Ivory Coast: Security guard hospitalised after violent mob attacks office of gay rights group
A mob has stormed the office of a gay rights group in the Ivory Coast, following days of anti-gay protests in the capital.
According to Associated Press, a mob of nearly 200 people attacked the office of Alternative Cote d’Ivoir, a prominent local gay rights and HIV charity in Abidjan.
They smashed windows and ransacked the office, stealing computers and office supplies, and hospitalised a private security guard.
Claver Touré, the group’s executive director, said: “Everything they could take was taken, and the rest was broken.”
He also criticised the slow response from police, which he alleged was deliberate.
“When we call, the police need to come right away and protect us because we are Ivorians.”
Interior Ministry spokesman Bazoumana Coulibaly and government spokesman Bruno Kone both said police weren’t aware of the incident at the time.
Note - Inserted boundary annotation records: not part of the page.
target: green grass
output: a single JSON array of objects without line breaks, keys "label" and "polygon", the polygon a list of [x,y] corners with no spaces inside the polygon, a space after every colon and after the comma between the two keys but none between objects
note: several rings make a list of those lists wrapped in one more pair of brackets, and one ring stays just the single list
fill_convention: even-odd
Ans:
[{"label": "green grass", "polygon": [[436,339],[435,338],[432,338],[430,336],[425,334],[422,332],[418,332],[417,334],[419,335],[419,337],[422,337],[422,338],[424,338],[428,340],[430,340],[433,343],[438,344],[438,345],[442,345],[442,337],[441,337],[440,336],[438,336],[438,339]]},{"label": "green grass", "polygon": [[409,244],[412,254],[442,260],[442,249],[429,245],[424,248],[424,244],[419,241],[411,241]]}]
According to human rights group Front Line Defenders, last week protesters gathered outside Mr Touré’s home, chanting anti-gay slogans and issuing death threats. Two days later Alternative Cote d’Ivoir’s offices were targeted for the first time, with signs placed outside equating homosexuals with paedophiles.
The Ivory Coast has not historically had problems with anti-gay violence, and is often a haven for gay people fleeing from violence elsewhere.
Human Rights Watch said in a statement that Ivorian authorities must “act swiftly to protect the activists and their supporters from any further violence.
It is one of the few countries in Africa that has never criminalised same-sex sexual activity, but it does not recognise same-sex relationships legally, and there is no legal protection from discrimination.